The only real place to set signal to noise is before the digitizer. After that, the noise floor is whatever the digital standard is that you picked. If you’re in 16 bit, it’s -96dB.
So that takes you to the microphone and the microphone preamplifier. The MicPre. Microphone signal is insanely low and delicate. The MicPre is designed to boost it so it can be used in production, and do it without adding noise of its own. But it does. Most modern mixers push the type of MicPre they have because it’s so important. “Our mixers feature European Signal Spritzer MicPres!!” (we assume because they’re quiet and well-behaved).
That’s why. Once the MicPre adds its own noise to the voice or music, that’s the best the S/N will ever get, no matter what else you do. You can certainly make it worse, but not better.
For live recording, we picked -6dB, the yellow zone in the Audacity sound meters as a happy place. It gives you room for slightly louder than normal expression without overloading and a good distance louder than the noise.
This is the improved sound meter available in Audacity 2.1.1.
Perhaps I was not clear in my question of SNR. While I understand the hardware issues and the digital standard selection, there is another issue that can affect SNR. If one chooses a value that is too high on an input port, say 70%, one may well get clipping or “flat waves” in Audacity. If one lowers the level to 50%, then the noise is a larger component of the sound wave and therefor the SNR is lower. Since input levels are not controlled in Audacity, one must use another software tool to set this level. As I mentioned, there are a number of options in Ubuntu, and use of one of these options affects the settings in the others, but the effect is not identical, i.e., if I set the line input level to 70% using alsamixer, the line input level in PulseAudio Volume Control (pavcontrol) will show something entirely different (in my case 24% or -37.5 db). Now if I try to record something with a large dynamic range, I will get flat wave forms in Audacity. In this case, I must lower the alsamixer setting to 18% which will lower the pvacontrol setting to 10% (-60db). At that low of a level, the noise component of the wave is much greater, so the SNR is lower. What I am trying to do is maximize the input sound level so that the noise component is less (thereby getting a greater SNR) without flattening the sound wave or clipping. I would like to do this by working with only one software tool in Ubuntu so that I can get a more precise setting (i.e., the “best” setting) for SNR as described above.
In that case, bypass PulseAudio.
Select one of the hardware devices (name ends with “hw:0” or “hw:1” or similar) for recording and playback devices in the device toolbar. Then set the levels using Alsamixer.
Note that if you do this, Audacity must (usually) be the only application accessing your sound card.
Great! That’s what I needed. BTW, is the reason to use alsamixer is that it directly affects the sound card whereas pvacontrol doesn’t?

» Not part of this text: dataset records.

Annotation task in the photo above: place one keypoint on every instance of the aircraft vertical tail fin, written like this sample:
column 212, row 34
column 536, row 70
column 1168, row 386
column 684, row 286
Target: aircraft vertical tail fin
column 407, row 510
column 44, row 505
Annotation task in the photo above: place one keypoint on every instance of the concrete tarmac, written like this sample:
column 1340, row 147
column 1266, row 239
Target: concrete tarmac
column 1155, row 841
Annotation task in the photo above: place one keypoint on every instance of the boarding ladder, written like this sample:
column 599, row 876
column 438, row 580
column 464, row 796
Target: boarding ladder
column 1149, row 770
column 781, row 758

Just for my information.
One of the most important things that ALSA does is that it communicates with the sound card hardware.
PulseAudio is a software layer between applications and ALSA. It provides all of the features that we have come to expect of a modern sound system. In particular it allows multiple applications to access the same sound card at the same time, each with independent level control and even independent sample rates.
When you use the “hw” devices, you are telling Audacity, to use the sound card hardware directly (via ALSA), bypassing the Pulse layer.
Thanks again. Very clear and understandable explanations. I appreciate your assistance.